Wednesday, April 4, 2012

Expenses Matter and Investment Expertise is as Rare as Blue Diamonds

One of my favorite pastimes on the weekend is to listen to financial radio shows as I'm working on projects. Everyone who has one of these shows is trying to sell the listeners something-- financial planning, investment advice, money management, etc. One show in particular caught my attention. The host, as expected, was very confident, had an investment "vision" for the next 3 - 5 years of what sectors/countries would excel and which ones would lag, and touted wonderful results from implemented the advice. Since truth in advertising is hard to come by in the investment community, I decided to do some research.

This radio personality occasionally mentioned a set of mutual funds she ran. I was able to locate them on Morningstar and get some raw information on expenses and performance. Boy was I surprised! These funds carried a 5.75% load. Ouch! They also levied 1.75 yearly expense ratio. So just to break even on the initial investment, the funds would have to return 8.1%. But wait..... that is not all. These funds were actually funds of funds investing in ETFs which incurred their own expenses. The ETF expenses ranged from a low of .40% to a high of .95%. So the effective expense rate of these funds is really around 2.25-2.45%.

But wait...... that's not all. To compensate for this kind of expense structure, these funds should be shooting the lights out on performance, right? Though heavily weighted toward commodities with precious metals ETFs and oil futures ETFs, not to mention shorting the S&P 500 while going long on the Peru and Vietnam stock markets, a $10,000 investment in these funds at inception (approximately a year ago) is now worth in the neighborhood of $7,000, falling quite short of the benchmarks. In fact, in the Morningstar performance rankings they consistently scored in the high 90's when compared to their peer group (1 is the best score, 99 the worst).

The moral of this story is quite simple: don't mistake confidence for competence. Anyone with money can buy their way into a weekend AM radio show. True investment talent is a rare commodity and takes many years to confirm. Most investment folks on the radio are sales people, not investment geniuses. Investment geniuses would be busy investing the money that keeps rolling in due to their successes, not trolling for new dollars from anonymous people listening on the airwaves. These funds may someday catch up with market returns, but they've set a high hurdled to overcome with their expense structure. The smart investor knows that expense ratios are the most reliable predictor of future results.

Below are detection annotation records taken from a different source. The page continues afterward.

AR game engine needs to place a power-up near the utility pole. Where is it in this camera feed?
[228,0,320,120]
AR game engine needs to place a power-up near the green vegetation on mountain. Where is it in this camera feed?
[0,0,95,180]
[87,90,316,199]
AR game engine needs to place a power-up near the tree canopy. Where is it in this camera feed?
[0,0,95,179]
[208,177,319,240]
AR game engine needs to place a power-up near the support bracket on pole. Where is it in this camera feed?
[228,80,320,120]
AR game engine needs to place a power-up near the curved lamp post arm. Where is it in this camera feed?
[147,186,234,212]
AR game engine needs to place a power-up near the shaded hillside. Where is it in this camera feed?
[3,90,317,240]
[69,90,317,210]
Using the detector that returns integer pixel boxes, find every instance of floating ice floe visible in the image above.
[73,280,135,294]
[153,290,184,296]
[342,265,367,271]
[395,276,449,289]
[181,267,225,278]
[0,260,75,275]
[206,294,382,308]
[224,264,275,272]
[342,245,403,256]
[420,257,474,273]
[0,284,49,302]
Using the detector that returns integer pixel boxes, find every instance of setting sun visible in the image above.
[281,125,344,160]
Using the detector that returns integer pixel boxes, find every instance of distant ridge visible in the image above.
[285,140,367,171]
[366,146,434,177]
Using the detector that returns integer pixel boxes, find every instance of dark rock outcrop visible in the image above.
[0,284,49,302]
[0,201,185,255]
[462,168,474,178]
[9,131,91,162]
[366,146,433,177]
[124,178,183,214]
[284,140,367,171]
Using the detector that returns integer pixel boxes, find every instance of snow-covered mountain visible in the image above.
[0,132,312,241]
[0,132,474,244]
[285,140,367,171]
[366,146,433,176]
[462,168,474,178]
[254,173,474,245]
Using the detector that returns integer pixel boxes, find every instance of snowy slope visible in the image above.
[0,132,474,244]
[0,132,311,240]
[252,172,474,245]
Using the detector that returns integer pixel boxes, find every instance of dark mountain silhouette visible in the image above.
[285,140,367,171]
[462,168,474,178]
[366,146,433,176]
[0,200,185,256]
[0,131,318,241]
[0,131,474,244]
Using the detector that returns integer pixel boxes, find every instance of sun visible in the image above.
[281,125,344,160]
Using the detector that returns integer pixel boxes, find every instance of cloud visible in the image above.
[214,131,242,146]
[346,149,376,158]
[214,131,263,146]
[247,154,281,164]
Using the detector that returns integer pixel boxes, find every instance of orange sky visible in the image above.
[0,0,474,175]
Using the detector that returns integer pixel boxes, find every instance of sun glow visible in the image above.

  1. The radio is a magnet for shysters. I like the ones pitching equity linked annuities. They have perfected the art of playing to the fears of the elderly and the novice investor.
    Listeners need to check claims. Here is an interesting one

    1. I read the Roth article on Edelman and Vanguard a while back. You'd think a self-professed expert like Edelman would know better than shoot his mouth off like that, especially on something that can be so easily refuted...... but then in his case there's that gigantic ego......

  2. The problem that I have with so called investment stars. How can one tell the difference between luck and someone with real talent. Its much harder than you would ever think to tell the difference between investment skill or just luck. A perfect example is gold which was trading around two or three hundred dollars an ounce in 2000. If by coincidence I just happened to buy gold early in the year 2000 and at the same time sold all my stocks that I had owned for three decades. I would look like a investment genius. But all I would have to do to achieve that title is make just a few big moves and be right about them all just luck or skill you be the judge.

  3. The problem with investing in general is theirs a contradiction how does one maintain a diversified portfolio but outperform the market Its not possible. The only possible way to out perform the market is to buy things when their at the extremes of extremes. A very simple example of this is buying a narrow sector exchange traded fund or single country fund {Im not talking funds that use leverage or options to get double returns just funds that own the securities and do not use any leverage} thats down by 80 85 90 even 95 percent from its highs so few investors will step up to the plate and do this thats why they fail to outperform the market.